Ибо на самом деле ничто не доставляло ему большего удовольствия, с тех пор как он повстречал Мулатку. Он возликовал при виде рушащихся крыш и водопадов огня. Когда на его глазах пламя поглотило всё, ради чего он боролся, сражался и убивал, бурное веселье перешло в неимоверное спокойствие, ибо в огне сгинул невыносимый груз неодушевлённых вещей, тяжёлый якорь, надолго приковавший его к ипостаси Коменданта, в которой он более не хотел выступать, к месту — Сара-Айленду, — которое он терпел лишь потому, что более нигде на всём белом свете не мог оставаться на свободе и в безопасности, к жизни — его собственной жизни, — которая теперь казалась ему совершенно абсурдной.

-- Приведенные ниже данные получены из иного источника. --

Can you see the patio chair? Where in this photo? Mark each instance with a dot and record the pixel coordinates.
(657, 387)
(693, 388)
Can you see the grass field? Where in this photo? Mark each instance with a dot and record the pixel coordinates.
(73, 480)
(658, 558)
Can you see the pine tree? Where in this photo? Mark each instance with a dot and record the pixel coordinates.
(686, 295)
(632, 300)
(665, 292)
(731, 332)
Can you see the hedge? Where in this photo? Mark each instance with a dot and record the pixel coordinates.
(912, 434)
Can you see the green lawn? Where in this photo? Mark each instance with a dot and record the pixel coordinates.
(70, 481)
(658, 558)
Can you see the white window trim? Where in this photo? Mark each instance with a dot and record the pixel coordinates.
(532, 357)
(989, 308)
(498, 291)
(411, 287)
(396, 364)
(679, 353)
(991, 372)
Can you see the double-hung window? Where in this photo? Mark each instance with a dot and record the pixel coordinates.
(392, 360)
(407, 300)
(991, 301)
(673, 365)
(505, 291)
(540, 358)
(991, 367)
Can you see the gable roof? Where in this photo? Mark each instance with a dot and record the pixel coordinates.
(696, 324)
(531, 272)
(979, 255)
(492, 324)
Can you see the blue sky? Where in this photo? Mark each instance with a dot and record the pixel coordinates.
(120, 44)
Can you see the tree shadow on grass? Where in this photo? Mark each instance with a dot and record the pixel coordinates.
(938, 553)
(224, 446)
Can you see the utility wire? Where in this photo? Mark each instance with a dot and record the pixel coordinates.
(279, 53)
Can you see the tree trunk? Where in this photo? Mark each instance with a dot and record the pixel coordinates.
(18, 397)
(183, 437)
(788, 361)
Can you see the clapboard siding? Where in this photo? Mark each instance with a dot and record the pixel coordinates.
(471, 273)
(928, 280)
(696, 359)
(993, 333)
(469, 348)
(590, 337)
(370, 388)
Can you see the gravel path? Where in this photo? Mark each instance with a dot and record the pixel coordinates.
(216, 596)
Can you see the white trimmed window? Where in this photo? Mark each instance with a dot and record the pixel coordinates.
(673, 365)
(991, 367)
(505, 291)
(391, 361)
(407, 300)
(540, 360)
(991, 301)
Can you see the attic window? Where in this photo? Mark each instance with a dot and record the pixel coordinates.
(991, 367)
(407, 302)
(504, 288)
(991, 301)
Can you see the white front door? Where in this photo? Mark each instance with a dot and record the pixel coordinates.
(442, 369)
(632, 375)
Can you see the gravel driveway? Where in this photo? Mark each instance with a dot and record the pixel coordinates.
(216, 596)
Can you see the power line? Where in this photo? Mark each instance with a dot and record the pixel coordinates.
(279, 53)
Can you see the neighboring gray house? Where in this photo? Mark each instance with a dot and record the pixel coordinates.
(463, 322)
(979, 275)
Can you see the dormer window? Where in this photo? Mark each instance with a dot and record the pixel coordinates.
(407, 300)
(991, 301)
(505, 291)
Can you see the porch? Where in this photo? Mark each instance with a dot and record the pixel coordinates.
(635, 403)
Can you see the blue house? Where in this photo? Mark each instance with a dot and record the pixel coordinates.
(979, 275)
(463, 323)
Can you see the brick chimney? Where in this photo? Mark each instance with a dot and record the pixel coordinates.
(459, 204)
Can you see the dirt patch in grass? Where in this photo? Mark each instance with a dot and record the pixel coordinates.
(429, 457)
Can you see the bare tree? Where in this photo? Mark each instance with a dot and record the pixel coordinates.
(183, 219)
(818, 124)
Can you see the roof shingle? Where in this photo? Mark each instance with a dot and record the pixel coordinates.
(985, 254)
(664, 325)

Гостиная, где Комендант когда-то принимал иностранных особ; танцевальная зала, где устраивались потрясающие балы и оргии и где он за длинными зелёными занавесями японского шёлка подстерегал Мулатку, чтобы напасть и овладеть ею тут же, на месте; Великая Зала Истории Нации со множеством портретов в полный рост, которые я написал, изобразив его Благородным Мудрецом, Национальным Героем, Древним Философом, Современным Мессией, Римским Императором и похожим на великого корсиканца Освободителем на белоснежном жеребце, — всё это теперь трещало, посверкивало и полыхало в огне, и когда очередное полотно выгибалось от жара, фигура на нём как бы выходила из рамы, оживала и, покинув стену, где до сих пор влачила дни свои в заточении, возносилась подобно воздушному шару, совершала побег, теряясь в клубах дыма вместе со своими сумасшедшими замыслами и горящими синим пламенем устремлениями.

В тот же огонь бросил он и полученное восемь месяцев назад письмо Томаса Де Куинси. Писатель сей был убит горем: мисс Анна исчезла, и судьба её внушала беспокойство.

Ему было видение, навеянное опием.

«На горизонте пятнышками виднелись купола и башни великого города — чисто абстрактный образ, подсказанный, наверное, картинкою с видом Иерусалима, которая попалась мне на глаза когда-то давно, ещё в детстве. И меньше чем на расстоянии полёта стрелы, на камне, в тени пальм Иудеи, сидела женщина; я всмотрелся: то была мисс Анна! Её лицо хранило спокойствие, однако в выражении глаз сквозила необыкновенная торжественность; теперь я глядел на неё уже с неким благоговением, но вдруг её очертания стали расплывчаты, и, поведя глазами в сторону гор, я заметил, что между мною и ней струится какая-то дымка, какой-то туман; в мгновение всё испарилось, пала кромешная тьма, и не успел я опомниться, как оказался уже совсем в другом месте…»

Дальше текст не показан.